Why this works: The AI only uses sources you've approved. Hallucinations drop dramatically because it's not inventing facts—it's synthesizing information you've already validated. You're saving time by not reading and synthesising 10-20 pages of web pages and PDFs yourself, but you are controlling the inputs and learning the new concepts as the AI explains them.
You end up with a valuable document and actual understanding. You can have productive conversations with your peers because you learned something, not just because you generated something.
Your 30-Day Experiment
Here's the test: Use AI differently for 30 days and measure what actually matters.
If you're junior: Switch to Learning Mode. Use Claude Code's Learning or Explanatory modes for one project. Use ChatGPT Study Mode when learning new concepts. Force yourself to engage with the AI's explanations, not just its output. The goal isn't speed—it's understanding.

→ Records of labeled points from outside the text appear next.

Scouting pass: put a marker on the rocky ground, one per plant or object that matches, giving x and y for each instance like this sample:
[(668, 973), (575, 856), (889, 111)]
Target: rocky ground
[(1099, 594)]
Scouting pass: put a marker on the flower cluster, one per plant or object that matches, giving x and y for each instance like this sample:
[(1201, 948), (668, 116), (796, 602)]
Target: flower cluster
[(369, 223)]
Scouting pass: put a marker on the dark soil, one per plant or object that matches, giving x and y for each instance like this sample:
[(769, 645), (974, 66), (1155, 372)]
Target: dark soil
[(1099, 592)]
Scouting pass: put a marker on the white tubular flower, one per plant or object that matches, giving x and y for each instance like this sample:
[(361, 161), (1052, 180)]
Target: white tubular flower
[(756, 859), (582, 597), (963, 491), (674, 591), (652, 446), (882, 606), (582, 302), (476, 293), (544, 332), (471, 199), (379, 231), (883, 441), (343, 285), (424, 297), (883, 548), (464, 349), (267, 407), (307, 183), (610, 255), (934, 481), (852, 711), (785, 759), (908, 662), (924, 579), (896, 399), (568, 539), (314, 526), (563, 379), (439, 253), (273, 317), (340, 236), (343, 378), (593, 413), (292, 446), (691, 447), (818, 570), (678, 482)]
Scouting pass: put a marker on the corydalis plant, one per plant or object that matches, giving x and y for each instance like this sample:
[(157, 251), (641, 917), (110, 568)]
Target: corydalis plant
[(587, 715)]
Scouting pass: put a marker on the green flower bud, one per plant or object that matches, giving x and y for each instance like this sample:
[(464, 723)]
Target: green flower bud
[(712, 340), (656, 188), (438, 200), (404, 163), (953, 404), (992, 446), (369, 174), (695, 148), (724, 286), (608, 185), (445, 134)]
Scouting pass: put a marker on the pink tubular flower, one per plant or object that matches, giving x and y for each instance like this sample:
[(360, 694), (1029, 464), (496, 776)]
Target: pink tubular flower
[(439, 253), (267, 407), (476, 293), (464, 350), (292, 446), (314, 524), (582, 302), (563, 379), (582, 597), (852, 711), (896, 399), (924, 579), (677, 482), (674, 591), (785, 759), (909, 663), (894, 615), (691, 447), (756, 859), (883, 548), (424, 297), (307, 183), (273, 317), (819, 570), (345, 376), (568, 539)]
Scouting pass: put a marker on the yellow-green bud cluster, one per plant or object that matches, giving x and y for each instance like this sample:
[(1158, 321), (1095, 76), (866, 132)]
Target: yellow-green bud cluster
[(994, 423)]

If you're experienced: Adopt the challenge protocol. Question anything that looks "okay but off." Always check the references. Verify that sources are actually trusted and correct for the topic. When something feels wrong, dig deeper instead of accepting it.
For managers: Watch for team members who can't explain their AI-generated work in reviews. That's not a performance problem - it's a learning problem that compounds over time.
The measurements that matter:
- What happens if assumption Y is wrong?
- Can you explain what the code is doing?
- Will you be able to debug it later?
If the answer to any of these is "no,=" you're doing it wrong. You've optimized for output instead of outcome. You're faster but dumber.
The win-win: When you get this right, you produce valuable documents and code while actually learning. You create work you can defend. You have productive conversations with peers because you understand the topic. Your expertise grows alongside your output.
That's the real productivity gain—not just doing more, but becoming more capable while you do it.
The Real Productivity Unlock
The companies that win with AI won't be the ones that generate the most content the fastest. They'll be the ones where people get smarter alongside the tools.
AI tools have gotten dramatically better. They hallucinate less. They include references. They can be concise when prompted correctly. But none of that matters if you're just using them to avoid learning.
The research is clear: every time you use AI, you're making a choice. Delegation makes you faster and dumber. Collaboration makes you faster and smarter.
The race isn't to produce the most content. It's to build the sharpest judgment. AI doesn't have to make you dumber. It can make you faster and smarter. But only if you treat it like a sparring partner, not a shortcut.
The contrarian truth: The productivity gains are real and sustainable - but only if you redesign workflows to preserve learning loops.